A sostegno della propria tesi, in particolare, la proprietaria invocava il dettame dell'articolo 2041 del Codice civile, che prevede al primo comma che «chi, senza una giusta causa, si è arricchito a danno di un'altra persona è tenuto, nei limiti dell'arricchimento, a indennizzare quest'ultima della correlativa diminuzione patrimoniale».

Si costituiva in giudizio la convenuta, affermando come la pattuizione era divenuta parte integrante degli accordi che avevano portato al rilascio dell'immobile oggetto di causa e conseguentemente il rapporto dedotto sarebbe stato più complesso di quanto dedotto in giudizio dall'attrice.

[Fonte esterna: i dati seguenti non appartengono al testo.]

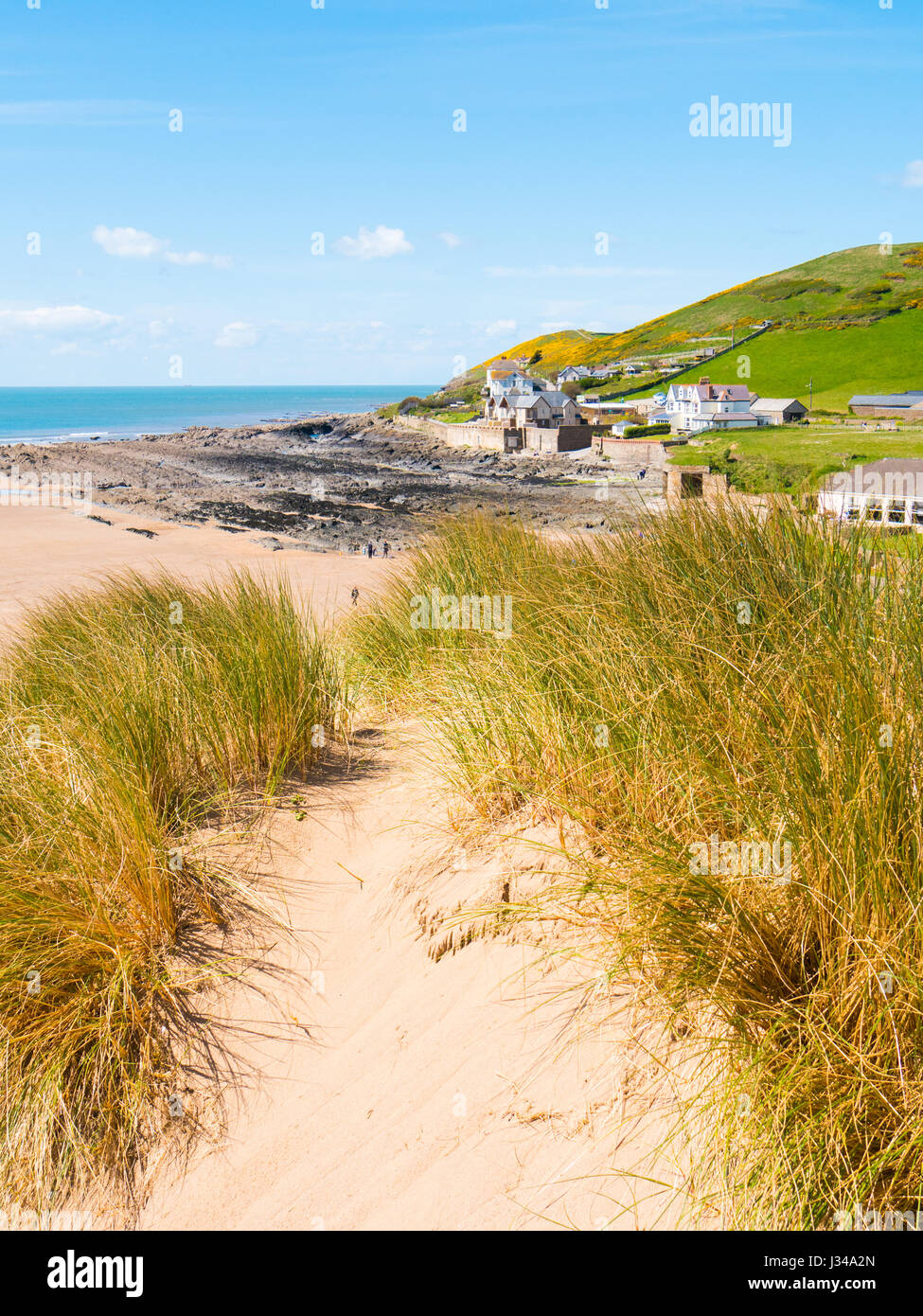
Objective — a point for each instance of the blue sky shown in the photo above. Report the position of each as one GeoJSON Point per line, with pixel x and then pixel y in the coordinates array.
{"type": "Point", "coordinates": [132, 253]}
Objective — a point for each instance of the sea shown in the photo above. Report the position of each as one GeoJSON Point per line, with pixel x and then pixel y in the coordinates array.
{"type": "Point", "coordinates": [66, 415]}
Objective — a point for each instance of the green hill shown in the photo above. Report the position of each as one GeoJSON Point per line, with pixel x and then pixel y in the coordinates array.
{"type": "Point", "coordinates": [853, 320]}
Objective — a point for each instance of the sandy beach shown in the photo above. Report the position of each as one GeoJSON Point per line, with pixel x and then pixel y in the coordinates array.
{"type": "Point", "coordinates": [391, 1076]}
{"type": "Point", "coordinates": [333, 483]}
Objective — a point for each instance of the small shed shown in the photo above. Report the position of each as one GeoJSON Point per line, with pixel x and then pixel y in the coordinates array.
{"type": "Point", "coordinates": [778, 411]}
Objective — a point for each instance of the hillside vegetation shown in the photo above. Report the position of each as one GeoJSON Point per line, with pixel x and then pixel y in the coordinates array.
{"type": "Point", "coordinates": [851, 319]}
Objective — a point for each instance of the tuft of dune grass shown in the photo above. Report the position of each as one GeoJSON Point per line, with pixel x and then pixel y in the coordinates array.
{"type": "Point", "coordinates": [132, 712]}
{"type": "Point", "coordinates": [715, 674]}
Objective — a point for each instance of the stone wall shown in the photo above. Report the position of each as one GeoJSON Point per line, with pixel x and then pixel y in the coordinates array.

Le decisioni di merito ed il corso alla Superma corte
Il Tribunale prima, e la Corte d'Appello successivamente, davano conforto alle ragioni della parte convenuta rigettando la tesi attorea dell'arricchimento senza giusta causa.
Agiva, quindi, in sede di Cassazione la società proprietaria, sulla base di un giudizio incentrato su un unico motivo di diritto.

Con il suddetto atto la ricorrente censurava la decisione d'appello nella parte in cui non aveva - a suo dire – interpretato correttamente l'articolo 2041 del Codice civile e aveva dichiarato legittima la corresponsione della somma a titolo di perdita di avviamento commerciale alla società resistente.

Secondo la parte, difatti, il problema giuridico a monte della decisione non sarebbe stata la validità o meno degli accordi sottoscritti tra le parti, ma la violazione di norme imperative di legge in materia locatizia al fine di conseguire un indebito arricchimento.La domanda illegittima di una somma a titolo di perdita di indennità di avviamento commerciale, infatti, sarebbe stata nulla ai sensi dell'articolo 79 della legge 392 del 1978, dato che detta legge stabilisce che «E' nulla ogni pattuizione diretta a limitare la durata legale del contratto o ad attribuire al locatore un canone maggiore rispetto a quello previsto dagli articoli precedenti ovvero ad attribuirgli altro vantaggio in contrasto con le disposizioni della presente legge».

La decisione
Con la sentenza in oggetto la Cassazione rigettava in toto detto ragionamento giuridico.
Nonostante l'assenza dei requisiti legali per la concessione di una indennità da perdita di avviamento commerciale, infatti, nel caso in oggetto la clausola era stata inserita in una transazione commerciale decisa congiuntamente tra le parti.

L'inserimento della somma in transazione costituiva quindi una valida causa per esigere e giustificare il pagamento della somma stessa, non essendo invocabile la diversa previsione di legge. Anche in assenza di un danno – statuiva la Cassazione – la ricomprensione della somma nell'accordo tra le parti aveva avuto l'effetto di conferire efficacia obbligatoria all'obbligazione. Alla luce di questo ragionamento, il ricorso veniva rigettato e la parte proprietaria condannata alla refusione delle spese di lite alla controparte.